The Importance of Sleep for a Healthy Life

Health means proper diet, physical exercise and sleep.

It’s true that most of the time we think that diet and exercise are the critical components of healthy lifestyle, but sleep is also very important.  This process actually determines how much we eat, how we exercise, and how we function on a daily basis, in general. Getting the proper amount of sleep each night will help us function at our best in the next day. Sleep leads us to the road to good fitness, good eating and good health.
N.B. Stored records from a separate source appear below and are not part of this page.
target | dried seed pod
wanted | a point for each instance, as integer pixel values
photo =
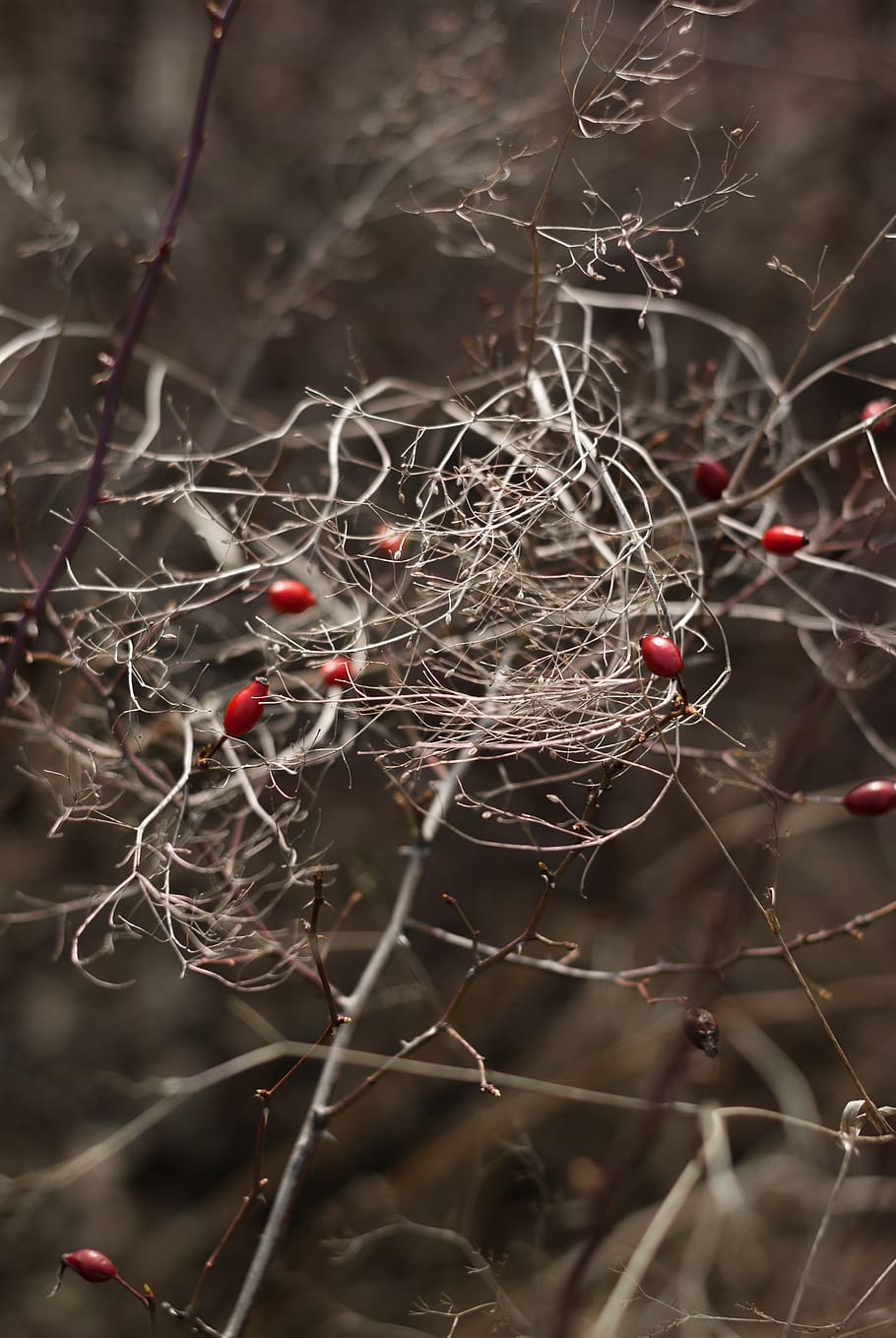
(290, 597)
(784, 540)
(710, 478)
(337, 671)
(245, 709)
(662, 656)
(391, 542)
(870, 799)
(701, 1031)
The studies of the human sleep couldn’t identify the exact mechanisms of how sleep works, how it rejuvenates the body and mind, but they have demonstrated that sleep progresses through a series of stages in which different brain wave patterns are displayed. There are five stages, the first four of them are known as Nosleep welln-Rapid Eye Movement (NREM) Sleep (quiet sleep), while the fifth is the Rapid Eye Movement (REM) Sleep (active sleep or paradoxical sleep). Sleep does not progress through the stages in sequence, but it cycles through these stages approximately four or five times throughout the night.
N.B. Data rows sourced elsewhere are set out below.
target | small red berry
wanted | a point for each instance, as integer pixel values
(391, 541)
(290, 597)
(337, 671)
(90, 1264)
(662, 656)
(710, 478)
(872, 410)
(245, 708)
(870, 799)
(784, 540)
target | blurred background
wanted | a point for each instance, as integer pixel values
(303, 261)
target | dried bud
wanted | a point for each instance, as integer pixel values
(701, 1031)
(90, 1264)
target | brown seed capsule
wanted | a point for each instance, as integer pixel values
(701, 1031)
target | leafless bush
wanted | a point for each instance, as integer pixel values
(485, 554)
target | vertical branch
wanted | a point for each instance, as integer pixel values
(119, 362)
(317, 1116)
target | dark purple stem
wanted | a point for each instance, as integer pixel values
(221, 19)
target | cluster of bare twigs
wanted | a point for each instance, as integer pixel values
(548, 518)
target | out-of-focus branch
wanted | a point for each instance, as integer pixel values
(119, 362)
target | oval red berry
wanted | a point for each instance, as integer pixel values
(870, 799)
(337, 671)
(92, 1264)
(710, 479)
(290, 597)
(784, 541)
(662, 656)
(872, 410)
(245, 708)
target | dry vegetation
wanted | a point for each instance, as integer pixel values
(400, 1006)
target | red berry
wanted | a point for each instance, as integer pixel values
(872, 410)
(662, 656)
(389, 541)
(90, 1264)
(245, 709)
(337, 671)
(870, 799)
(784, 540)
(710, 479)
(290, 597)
In general, most healthy adults need an average of eight hours of sleep a night, but some individuals are able to function without any problems sleeping six hours each night, while other have to sleep 9-10 hours to be able to deal with daily tasks.
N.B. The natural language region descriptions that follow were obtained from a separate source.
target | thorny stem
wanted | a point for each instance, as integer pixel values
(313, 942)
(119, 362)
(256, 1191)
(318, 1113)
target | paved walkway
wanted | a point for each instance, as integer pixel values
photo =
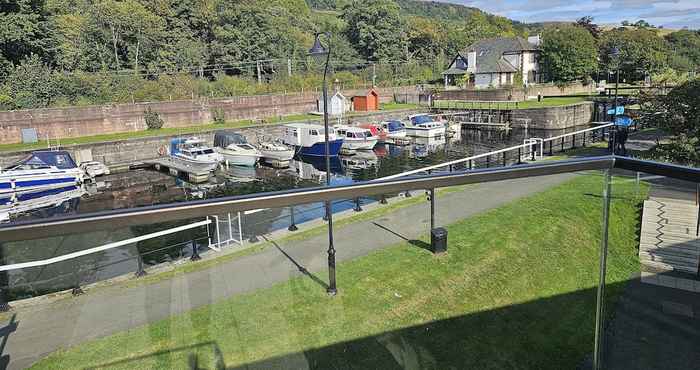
(45, 328)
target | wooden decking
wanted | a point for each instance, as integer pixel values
(668, 238)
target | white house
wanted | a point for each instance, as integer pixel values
(496, 61)
(338, 104)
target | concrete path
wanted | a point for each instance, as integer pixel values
(43, 329)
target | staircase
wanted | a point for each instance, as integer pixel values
(668, 239)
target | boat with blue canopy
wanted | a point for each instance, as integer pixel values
(41, 170)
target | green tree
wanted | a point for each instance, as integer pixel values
(23, 30)
(641, 51)
(678, 113)
(31, 84)
(376, 29)
(568, 53)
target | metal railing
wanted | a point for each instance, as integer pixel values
(529, 148)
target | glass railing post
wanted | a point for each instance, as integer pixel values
(432, 209)
(140, 271)
(195, 252)
(597, 347)
(292, 223)
(358, 206)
It is not known how sleep helps the body and mind, but it can be easily observed what happens when it is missing. In the initial stage, a person lacking sleep experiences irritability and moodiness. Apathy, slowed speech, impaired memory and an inability to be novel or multitask occur if the person still doesn’t sleep. The experience can continue with hypnagogic hallucinations, which usually occur in the beginning of REM sleep, as the person falls asleep for 5-10 seconds.

Psychologists and other scientists who study the causes of sleep disorders have shown that the lack of sleep determines abnormalities in the functioning of nervous and cardiovascular system and it has a bad influence over the metabolic functions and immune system.

Sleep deprivation inhibits one’s ability to lose weight. The human body creates two hormones- ghrelin and leptin: ghrelin signals the sense of hunger and leptin signals that you’ve had enough to eat. These hormones are regulated by the sleep, and so being chronically sleep deprived disrupts their finely balanced system, making you eat more without feeling full. The result is gaining weight.

If the lack of sleep causes some disorders, on the other hand, some mental disorders and physical conditions, such as hypertension, obesity and diabetes, arthritis etc, alcohol and drug abuse, stress, can cause difficulties to sleep. For example, insomnia appears as a symptom in major depressive disorder as postpartum blues, minor depression, mixed anxiety-depression, SAD and bipolar disorder.

To ensure you a healthy life, there are some rules to follow to make sure that you are sleeping enough. These include keeping a regular sleep/wake schedule; not eating, not drinking caffeine and not smoking near bedtime;  regular exercising and minimizing the noise, the light and high or low temperature in the bedroom.